Holmes Coote (10 November 1817 – December 1872) was an English surgeon.

==Biography==
Coote was born on 10 November 1817, and was second son of Richard Holmes Coote, a conveyancer. He was educated at Westminster School, and at the age of sixteen was made apprentice to Sir William Lawrence, one of the surgeons to St. Bartholomew's Hospital. In 1845 he obtained a prize at the College of Surgeons for an essay ‘On the Anatomy of the Fibres of the Human Brain, illustrated by the Anatomy of the same parts in the Lower Vertebrata.’ His first book was published in 1849, ‘The Homologies of the Human Skeleton,’ and is an explanation of the relation of the several bones of the human skeleton to the parts of the archetype skeleton of Richard Owen. It is a mere piece of book-work. He was elected demonstrator of anatomy in the St. Bartholomew's Medical School, and continued to teach in the dissecting-room till elected assistant surgeon in 1854. Shortly after he received leave from the governors of the hospital to be absent as civil surgeon in charge of the wounded from the Crimean war at Smyrna. After his return he published ‘A Report on some of the more important Points in the Treatment of Syphilis,’ 1857, and in 1863 he was elected surgeon to the hospital. Besides some shorter writings, Coote published in the ‘St. Bartholomew's Hospital Reports’ three papers on diseases of the joints (vols. i. and ii.), one on the treatment of wounds (vol. vi.), on rickets (vol. v.), on operations for stone (vol. iv.), and one on a case of aneurysm.

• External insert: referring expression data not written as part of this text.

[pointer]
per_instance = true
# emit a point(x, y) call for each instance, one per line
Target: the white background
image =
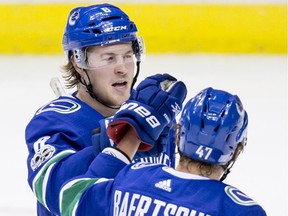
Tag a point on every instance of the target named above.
point(259, 81)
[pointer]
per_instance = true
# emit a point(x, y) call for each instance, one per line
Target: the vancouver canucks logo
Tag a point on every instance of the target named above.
point(64, 106)
point(239, 197)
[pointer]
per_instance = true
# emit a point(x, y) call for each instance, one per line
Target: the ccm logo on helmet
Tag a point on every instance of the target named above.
point(143, 112)
point(115, 28)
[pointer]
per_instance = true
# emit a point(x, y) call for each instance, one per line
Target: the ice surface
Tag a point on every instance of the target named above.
point(260, 82)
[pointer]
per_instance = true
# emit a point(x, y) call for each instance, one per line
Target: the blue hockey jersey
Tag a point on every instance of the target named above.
point(59, 143)
point(154, 189)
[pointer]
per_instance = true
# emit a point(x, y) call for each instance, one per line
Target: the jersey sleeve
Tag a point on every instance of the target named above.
point(89, 195)
point(58, 139)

In 1867 he published a volume ‘On Joint Diseases.’ He wrote easily, but without much collected observation, thought, or research, and it is only as evidence of the practice of his period that his works deserve consultation. He was a tall man of burly frame, of kindly disposition and convivial tastes. He married twice, but was never in easy circumstances, nor attained much practice. While still in the prime of life he looked older than his years, and was attacked by general paralysis with delusions of boundless wealth, and died in December 1872.